Last Friday, the Court of Chancery issued an interesting decision in Goggin v. Vermillion, Inc. applicable to shareholder proposals and annual meetings. In denying a motion to enjoin a stockholders meeting, the court enforced an advance notice requirement for shareholder proposals that was set forth in the company’s 2010 proxy statement rather than its bylaws.

By way of background, the company’s 2010 proxy materials mailed last October provided that the advance notice deadline for shareholder proposals at the 2011 annual meeting was January 1, 2011. At the time, however, it wasn’t clear when the company’s 2011 annual meeting would be held. While the company traditionally had held its annual meetings in June of each year, it had filed for bankruptcy in 2009 and decided to hold its 2010 meeting in December–just weeks before the January 1, 2011, advance notice deadline disclosed in the proxy materials.

In February 2011, more than a month after the advance notice deadline had passed, the company announced that its 2011 annual meeting would be held on June 7, 2011. As a result, the January 1 deadline resulted in a 150-day advance notice requirement for the 2011 meeting–far more than the typical 90 or 120-day requirements found in many bylaws of Delaware corporations.

The court observed that Delaware law does not require that shareholders provide advance notice of proposals or of director nominations to be raised at an annual meeting. It also acknowledged that the company didn’t have an advance notice bylaw, although it had since adopted one applicable to its 2012 stockholders meeting. Nevertheless, the court held that “the Company set forth its notice requirement for the 2011 Meeting in the October 20, 2010 proxy and that the plaintiff was unlikely to prevail on the merits by showing that the advance notice requirement was unreasonably long or unduly restrictive of [his] franchise rights.”

The court seems to have been strongly influenced by the fact that 5 of the 6 directors were independent and there were no clear signs of entrenchment motives (e.g., the plaintiff did not signal his dissatisfaction with management until after the advance notice deadline had passed). Thus, the deadline was established on the “proverbial clear day” and conformed to the company’s pre-bankruptcy practices.

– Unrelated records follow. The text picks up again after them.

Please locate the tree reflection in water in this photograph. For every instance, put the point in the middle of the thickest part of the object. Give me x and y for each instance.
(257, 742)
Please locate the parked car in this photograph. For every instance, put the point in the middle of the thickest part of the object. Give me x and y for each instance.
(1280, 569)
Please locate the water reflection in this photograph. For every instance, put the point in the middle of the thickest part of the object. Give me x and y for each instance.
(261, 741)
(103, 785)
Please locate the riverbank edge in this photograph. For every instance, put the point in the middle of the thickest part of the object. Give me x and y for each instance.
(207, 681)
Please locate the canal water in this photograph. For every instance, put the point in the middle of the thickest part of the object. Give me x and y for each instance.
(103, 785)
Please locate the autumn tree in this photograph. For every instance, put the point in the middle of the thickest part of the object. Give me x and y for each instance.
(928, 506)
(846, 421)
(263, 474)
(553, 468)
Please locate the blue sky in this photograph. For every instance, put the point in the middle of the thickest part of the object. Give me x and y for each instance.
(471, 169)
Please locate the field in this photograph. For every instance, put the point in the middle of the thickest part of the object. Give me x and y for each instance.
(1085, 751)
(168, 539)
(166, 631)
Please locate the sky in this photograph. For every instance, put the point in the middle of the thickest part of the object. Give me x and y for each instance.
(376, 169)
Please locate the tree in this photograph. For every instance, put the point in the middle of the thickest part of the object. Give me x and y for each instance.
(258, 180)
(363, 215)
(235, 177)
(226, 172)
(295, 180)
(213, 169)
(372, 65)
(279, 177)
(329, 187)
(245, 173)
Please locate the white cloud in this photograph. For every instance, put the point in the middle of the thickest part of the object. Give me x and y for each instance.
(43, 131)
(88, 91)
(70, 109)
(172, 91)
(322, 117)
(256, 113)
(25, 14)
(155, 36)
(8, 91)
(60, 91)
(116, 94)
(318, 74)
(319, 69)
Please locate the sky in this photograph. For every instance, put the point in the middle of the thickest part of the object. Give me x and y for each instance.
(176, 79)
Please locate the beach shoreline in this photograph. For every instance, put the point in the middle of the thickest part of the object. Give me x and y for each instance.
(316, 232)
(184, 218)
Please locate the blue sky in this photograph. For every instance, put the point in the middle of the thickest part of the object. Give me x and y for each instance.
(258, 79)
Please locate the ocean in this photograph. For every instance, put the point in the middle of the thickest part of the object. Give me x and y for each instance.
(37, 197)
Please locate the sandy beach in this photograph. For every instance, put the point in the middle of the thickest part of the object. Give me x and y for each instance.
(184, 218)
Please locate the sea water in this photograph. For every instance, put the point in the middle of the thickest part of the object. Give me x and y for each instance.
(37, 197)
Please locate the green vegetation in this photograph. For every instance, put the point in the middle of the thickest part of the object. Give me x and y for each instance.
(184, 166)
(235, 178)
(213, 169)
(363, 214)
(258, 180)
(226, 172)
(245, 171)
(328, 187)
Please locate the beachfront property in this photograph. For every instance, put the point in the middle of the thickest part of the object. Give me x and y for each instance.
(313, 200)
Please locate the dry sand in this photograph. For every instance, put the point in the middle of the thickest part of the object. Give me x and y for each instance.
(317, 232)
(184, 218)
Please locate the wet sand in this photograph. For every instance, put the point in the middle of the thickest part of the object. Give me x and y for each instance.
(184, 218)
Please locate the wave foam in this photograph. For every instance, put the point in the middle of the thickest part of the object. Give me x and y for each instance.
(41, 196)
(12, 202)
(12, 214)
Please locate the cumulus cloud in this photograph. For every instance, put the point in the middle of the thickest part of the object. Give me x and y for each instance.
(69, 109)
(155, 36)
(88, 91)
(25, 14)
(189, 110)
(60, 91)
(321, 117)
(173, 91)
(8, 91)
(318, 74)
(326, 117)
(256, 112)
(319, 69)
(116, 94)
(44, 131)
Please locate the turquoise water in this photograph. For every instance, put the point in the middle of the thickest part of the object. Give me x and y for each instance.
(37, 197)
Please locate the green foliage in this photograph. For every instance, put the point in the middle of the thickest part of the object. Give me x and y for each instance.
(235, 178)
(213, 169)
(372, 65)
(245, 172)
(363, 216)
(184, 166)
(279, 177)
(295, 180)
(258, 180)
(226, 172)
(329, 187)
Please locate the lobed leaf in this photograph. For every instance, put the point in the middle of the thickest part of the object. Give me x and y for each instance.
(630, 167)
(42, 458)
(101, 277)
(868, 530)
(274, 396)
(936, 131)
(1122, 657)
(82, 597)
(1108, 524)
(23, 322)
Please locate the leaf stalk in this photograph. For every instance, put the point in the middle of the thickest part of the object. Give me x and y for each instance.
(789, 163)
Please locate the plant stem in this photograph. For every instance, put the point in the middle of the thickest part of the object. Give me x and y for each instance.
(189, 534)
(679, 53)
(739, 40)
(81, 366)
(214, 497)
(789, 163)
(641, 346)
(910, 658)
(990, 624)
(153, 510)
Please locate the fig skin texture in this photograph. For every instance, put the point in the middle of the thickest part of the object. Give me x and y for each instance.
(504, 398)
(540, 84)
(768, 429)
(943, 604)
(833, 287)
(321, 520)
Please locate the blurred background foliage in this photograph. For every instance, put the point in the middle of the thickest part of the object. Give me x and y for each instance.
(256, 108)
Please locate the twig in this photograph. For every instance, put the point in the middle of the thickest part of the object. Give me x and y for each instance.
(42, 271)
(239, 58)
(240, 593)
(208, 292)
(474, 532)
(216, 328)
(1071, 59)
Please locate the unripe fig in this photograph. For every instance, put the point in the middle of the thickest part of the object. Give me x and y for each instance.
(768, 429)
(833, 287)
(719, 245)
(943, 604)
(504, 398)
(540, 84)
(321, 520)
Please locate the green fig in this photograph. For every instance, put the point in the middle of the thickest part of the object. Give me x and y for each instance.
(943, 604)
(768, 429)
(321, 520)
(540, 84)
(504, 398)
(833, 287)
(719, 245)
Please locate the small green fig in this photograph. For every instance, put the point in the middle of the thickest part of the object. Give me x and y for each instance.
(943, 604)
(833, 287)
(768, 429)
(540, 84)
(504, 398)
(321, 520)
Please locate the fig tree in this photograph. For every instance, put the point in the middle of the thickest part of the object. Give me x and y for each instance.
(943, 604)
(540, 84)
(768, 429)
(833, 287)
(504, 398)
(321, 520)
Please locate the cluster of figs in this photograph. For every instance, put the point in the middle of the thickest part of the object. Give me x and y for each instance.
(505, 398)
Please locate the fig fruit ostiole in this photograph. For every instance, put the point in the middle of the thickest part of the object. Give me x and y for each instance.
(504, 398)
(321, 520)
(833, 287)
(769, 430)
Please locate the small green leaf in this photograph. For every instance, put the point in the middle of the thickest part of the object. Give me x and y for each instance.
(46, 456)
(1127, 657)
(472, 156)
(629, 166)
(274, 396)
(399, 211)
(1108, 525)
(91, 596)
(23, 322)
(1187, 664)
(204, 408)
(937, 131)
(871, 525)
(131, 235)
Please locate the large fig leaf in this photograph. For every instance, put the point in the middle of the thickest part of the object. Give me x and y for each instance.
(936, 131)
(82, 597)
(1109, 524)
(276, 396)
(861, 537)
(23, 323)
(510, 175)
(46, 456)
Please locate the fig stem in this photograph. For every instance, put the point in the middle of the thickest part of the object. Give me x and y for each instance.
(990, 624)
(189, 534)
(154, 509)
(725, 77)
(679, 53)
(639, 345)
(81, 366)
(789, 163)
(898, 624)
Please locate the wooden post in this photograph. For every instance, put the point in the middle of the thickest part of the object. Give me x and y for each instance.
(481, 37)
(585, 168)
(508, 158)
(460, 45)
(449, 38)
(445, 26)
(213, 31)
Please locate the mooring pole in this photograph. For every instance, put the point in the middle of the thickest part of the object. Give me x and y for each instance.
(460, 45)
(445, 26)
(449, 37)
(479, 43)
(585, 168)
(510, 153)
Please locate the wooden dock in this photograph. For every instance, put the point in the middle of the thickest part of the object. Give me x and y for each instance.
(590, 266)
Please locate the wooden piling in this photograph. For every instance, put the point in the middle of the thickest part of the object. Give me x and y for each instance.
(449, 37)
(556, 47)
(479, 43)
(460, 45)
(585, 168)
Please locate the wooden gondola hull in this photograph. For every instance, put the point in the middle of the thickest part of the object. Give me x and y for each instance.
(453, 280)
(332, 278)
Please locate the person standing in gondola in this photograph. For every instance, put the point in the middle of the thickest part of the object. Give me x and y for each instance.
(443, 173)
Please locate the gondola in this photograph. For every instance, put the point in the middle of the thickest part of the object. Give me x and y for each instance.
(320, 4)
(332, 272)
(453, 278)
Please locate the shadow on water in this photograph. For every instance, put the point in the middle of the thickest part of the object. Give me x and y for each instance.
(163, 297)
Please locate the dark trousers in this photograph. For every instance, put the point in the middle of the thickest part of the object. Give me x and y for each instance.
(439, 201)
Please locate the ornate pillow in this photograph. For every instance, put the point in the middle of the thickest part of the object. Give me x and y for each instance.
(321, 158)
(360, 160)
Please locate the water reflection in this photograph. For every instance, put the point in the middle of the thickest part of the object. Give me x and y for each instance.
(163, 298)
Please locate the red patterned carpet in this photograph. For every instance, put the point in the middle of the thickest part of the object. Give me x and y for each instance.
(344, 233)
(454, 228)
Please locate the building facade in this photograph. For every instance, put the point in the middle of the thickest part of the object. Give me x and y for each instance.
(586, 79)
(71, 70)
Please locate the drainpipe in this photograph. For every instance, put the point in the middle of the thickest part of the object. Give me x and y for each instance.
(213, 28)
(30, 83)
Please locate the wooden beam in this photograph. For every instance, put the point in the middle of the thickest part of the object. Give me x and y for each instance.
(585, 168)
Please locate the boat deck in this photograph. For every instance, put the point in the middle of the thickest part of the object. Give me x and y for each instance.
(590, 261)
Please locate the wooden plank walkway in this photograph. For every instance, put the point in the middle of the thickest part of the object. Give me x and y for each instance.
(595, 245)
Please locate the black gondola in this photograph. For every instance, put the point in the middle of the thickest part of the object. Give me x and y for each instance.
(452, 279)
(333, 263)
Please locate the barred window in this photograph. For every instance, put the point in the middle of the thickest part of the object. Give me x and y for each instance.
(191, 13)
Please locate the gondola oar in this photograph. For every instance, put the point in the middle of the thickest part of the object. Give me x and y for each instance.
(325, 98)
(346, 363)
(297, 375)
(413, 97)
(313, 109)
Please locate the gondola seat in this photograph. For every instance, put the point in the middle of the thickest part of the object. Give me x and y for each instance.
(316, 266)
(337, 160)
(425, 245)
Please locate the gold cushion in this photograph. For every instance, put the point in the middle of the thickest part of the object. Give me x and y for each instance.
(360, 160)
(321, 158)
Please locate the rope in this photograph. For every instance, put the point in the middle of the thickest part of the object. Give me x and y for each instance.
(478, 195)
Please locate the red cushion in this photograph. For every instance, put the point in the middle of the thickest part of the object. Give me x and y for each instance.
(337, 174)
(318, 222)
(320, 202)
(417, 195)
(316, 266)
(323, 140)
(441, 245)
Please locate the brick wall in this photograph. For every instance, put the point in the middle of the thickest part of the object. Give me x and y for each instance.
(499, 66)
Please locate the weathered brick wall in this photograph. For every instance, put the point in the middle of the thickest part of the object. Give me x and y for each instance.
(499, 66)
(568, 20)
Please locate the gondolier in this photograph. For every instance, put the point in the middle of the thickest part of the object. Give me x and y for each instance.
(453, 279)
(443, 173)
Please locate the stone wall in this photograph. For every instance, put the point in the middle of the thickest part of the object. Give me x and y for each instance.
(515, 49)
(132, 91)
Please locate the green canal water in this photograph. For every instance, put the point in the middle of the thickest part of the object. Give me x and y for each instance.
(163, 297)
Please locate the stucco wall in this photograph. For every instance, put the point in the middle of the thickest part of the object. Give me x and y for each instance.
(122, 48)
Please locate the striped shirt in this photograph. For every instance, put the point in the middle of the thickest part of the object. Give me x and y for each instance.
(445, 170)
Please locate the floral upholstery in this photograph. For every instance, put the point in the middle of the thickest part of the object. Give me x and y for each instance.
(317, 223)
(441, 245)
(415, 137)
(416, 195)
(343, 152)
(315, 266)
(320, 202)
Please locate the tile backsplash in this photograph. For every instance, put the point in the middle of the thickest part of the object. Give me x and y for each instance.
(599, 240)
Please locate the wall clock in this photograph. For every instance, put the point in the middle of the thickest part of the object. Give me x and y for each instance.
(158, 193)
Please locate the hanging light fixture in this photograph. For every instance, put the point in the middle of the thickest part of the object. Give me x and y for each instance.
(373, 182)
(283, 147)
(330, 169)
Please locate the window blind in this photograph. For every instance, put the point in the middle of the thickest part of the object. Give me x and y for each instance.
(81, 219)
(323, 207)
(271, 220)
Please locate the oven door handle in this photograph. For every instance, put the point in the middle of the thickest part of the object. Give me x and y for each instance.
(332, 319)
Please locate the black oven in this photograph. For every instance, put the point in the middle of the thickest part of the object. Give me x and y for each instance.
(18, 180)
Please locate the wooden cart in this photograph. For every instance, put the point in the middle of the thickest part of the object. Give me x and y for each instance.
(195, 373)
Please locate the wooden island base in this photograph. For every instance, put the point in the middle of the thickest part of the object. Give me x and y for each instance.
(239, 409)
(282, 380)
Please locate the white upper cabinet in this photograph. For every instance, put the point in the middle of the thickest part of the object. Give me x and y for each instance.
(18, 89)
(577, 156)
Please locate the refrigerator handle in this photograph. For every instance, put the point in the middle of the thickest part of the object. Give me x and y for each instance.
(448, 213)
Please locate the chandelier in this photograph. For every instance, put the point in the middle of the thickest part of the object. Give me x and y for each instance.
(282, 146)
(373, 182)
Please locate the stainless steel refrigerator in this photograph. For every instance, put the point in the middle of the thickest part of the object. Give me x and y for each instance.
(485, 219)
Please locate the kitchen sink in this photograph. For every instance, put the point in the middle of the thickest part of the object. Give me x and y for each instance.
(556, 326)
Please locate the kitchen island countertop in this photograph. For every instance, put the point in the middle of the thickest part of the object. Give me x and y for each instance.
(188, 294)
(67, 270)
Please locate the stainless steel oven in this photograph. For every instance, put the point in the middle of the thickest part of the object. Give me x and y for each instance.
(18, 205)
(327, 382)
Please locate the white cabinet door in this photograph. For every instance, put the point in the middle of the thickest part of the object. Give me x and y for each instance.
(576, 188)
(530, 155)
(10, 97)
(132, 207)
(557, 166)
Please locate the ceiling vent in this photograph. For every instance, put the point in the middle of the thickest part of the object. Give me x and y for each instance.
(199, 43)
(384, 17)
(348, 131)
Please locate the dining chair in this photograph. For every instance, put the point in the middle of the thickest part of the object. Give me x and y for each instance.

Still, many observers may be surprised to see the court enforce an advance notice provision that was not set forth in the company’s governing documents. It also is notable that shareholders had approximately 2½ months notice of the pending deadline (i.e., the time in between the mailing of the October 2010 proxy statement and the January 1, 2011, deadline), and that the deadline turned out to be 150 days before the then-unknown meeting date. In contrast, many advance notice bylaws provide that, if the date of an annual meeting significantly deviates from the prior year’s meeting date, shareholders can provide notice of proposals or director nominations within 10 days after the announcement of the meeting date.